Google Play Store
App Store

Dr. Ali Mert TAŞCIER
Siyaset Bilimci, Yerel Yönetim Uzmanı

Yerel yönetimler ve göç yönetimi konusunda yazdığımız ilk yazıda ülkemizin bu konudaki mevcut ulusal ve uluslararası durumunu ve yasal eksiklerini ele almıştık. Göç yönetimi ile ilgili en etkin olması gereken paydaşlardan biri olan yerel yönetimlerin uygulamada temel görevleri görürken, yasal altyapısının buna uygun olmadığının altını çizmiştik.

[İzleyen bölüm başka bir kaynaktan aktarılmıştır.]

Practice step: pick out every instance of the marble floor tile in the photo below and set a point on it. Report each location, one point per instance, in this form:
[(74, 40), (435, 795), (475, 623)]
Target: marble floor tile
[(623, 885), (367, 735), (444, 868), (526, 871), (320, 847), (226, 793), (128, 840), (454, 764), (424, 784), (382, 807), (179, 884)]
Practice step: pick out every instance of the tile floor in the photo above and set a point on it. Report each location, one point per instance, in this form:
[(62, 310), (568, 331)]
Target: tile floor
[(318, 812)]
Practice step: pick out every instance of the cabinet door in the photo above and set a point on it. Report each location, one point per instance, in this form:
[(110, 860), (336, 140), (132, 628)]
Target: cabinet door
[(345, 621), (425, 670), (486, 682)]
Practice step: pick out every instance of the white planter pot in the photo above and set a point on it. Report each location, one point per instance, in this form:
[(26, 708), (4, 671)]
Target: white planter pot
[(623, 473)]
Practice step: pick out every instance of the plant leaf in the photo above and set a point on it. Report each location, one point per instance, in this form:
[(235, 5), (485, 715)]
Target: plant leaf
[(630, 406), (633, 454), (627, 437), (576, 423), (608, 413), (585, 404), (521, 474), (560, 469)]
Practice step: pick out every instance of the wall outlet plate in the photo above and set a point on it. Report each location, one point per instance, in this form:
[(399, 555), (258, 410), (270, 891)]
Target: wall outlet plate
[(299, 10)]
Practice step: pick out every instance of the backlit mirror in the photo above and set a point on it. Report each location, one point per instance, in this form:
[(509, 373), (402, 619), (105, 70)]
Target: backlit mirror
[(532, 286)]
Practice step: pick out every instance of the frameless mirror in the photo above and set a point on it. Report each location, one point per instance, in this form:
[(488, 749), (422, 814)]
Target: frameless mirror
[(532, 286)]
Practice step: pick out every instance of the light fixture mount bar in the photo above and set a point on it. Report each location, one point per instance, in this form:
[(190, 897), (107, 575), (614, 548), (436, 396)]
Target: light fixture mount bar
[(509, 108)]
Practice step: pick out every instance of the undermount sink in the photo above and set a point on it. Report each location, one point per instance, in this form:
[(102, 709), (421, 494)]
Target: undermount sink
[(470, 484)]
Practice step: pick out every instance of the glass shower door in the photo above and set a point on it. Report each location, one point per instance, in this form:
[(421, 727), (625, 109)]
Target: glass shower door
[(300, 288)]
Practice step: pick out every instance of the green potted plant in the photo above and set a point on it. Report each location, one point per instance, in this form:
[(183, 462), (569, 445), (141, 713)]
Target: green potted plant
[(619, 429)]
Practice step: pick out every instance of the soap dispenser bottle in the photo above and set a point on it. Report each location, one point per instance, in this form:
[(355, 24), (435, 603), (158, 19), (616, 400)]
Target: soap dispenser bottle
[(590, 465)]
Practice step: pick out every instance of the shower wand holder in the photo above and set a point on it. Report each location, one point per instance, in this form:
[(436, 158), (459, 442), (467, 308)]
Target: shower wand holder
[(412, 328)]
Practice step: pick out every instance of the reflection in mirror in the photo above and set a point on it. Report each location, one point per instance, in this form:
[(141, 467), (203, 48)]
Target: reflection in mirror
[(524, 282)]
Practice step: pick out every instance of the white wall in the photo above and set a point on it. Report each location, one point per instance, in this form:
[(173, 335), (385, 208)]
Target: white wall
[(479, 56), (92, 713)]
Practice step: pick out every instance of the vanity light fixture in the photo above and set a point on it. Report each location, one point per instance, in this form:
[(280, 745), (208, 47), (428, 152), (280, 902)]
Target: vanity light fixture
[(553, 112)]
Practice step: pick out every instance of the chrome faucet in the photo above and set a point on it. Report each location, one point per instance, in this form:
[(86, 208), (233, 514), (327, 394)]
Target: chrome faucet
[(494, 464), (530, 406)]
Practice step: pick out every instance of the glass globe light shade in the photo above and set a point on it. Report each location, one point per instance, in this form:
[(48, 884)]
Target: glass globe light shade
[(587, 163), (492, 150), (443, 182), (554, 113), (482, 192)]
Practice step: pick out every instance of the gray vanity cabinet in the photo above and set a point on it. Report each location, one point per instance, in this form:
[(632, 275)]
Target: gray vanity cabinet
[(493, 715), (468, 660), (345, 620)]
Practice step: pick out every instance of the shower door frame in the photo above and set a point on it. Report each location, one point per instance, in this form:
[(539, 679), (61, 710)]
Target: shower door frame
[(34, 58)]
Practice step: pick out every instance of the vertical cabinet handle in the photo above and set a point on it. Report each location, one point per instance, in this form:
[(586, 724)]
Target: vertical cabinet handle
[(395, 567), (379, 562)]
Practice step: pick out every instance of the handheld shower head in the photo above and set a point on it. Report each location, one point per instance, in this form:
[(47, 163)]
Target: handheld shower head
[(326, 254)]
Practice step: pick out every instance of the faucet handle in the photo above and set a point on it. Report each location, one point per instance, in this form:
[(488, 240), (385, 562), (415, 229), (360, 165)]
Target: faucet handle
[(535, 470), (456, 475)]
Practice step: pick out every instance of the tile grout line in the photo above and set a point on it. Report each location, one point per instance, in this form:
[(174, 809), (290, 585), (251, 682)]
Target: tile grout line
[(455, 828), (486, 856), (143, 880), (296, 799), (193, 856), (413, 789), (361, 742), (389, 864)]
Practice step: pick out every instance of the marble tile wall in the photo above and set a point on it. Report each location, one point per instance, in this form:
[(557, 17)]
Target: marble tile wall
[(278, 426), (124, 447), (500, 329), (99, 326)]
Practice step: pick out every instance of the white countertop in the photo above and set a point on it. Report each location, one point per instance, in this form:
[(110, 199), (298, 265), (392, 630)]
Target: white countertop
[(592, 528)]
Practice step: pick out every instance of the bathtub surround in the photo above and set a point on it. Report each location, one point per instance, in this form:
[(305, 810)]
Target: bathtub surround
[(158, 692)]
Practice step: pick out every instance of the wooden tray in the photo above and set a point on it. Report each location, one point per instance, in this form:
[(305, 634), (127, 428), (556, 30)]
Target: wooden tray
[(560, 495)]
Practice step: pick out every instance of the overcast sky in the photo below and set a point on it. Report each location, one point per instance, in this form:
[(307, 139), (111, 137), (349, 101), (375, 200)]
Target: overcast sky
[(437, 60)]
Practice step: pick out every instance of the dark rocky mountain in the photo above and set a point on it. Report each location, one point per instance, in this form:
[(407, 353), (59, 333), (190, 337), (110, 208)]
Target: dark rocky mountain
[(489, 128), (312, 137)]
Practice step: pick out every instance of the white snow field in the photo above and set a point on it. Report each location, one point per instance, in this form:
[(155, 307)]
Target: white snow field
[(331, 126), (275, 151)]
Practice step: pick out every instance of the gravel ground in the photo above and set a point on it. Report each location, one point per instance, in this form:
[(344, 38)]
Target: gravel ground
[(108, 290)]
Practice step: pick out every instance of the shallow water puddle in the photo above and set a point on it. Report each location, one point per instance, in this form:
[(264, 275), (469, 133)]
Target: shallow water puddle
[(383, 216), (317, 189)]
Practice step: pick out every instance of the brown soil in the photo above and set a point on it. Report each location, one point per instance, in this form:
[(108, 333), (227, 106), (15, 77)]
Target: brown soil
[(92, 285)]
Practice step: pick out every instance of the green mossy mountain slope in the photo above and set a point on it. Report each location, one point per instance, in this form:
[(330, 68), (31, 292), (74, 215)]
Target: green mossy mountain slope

Yasal boşluk, göç yönetimi konusunda büyük bir sorunun ana parçasıdır. Çünkü bu gibi hassas ve ekonomiden güvenliğe, sağlıktan eğitime her şeyi etkileyen bir konuda yasal boşluk ilk düğmenin yanlış iliklenmesi anlamını taşır. İlk düğmedeki yanlışlığa bağlı olarak daha sonra yanlış iliklenen düğmelerden bir diğeri ise demografik durumdur. Nüfus ölçütü sadece sığınmacıları nicel olarak ifade eden değerden çok daha ötesine hitap etmekte.

SIĞINMACI NÜFUSU

Ülkemize, başta Suriye olmak üzere Irak, Afganistan, Pakistan gibi ülkelerden düzensiz bir nüfus akışı gerçekleşmekte ve bunun önüne geçil(e)memekte. Bunun neye mal olduğunu bir örnekle açıklayalım: 1923-2010 yılları arasında ülkemize dış göçlerle gelen toplam nüfusun 2 milyon 268 bin civarı ve bunun nüfus artışına etkisinin sadece yüzde 3,75 olduğu hesap edildiğinde, 2011’den sonra gerçekleşen ve sayıları milyonlarla ifade edilen göçlerin etkisi daha net anlaşılmakta.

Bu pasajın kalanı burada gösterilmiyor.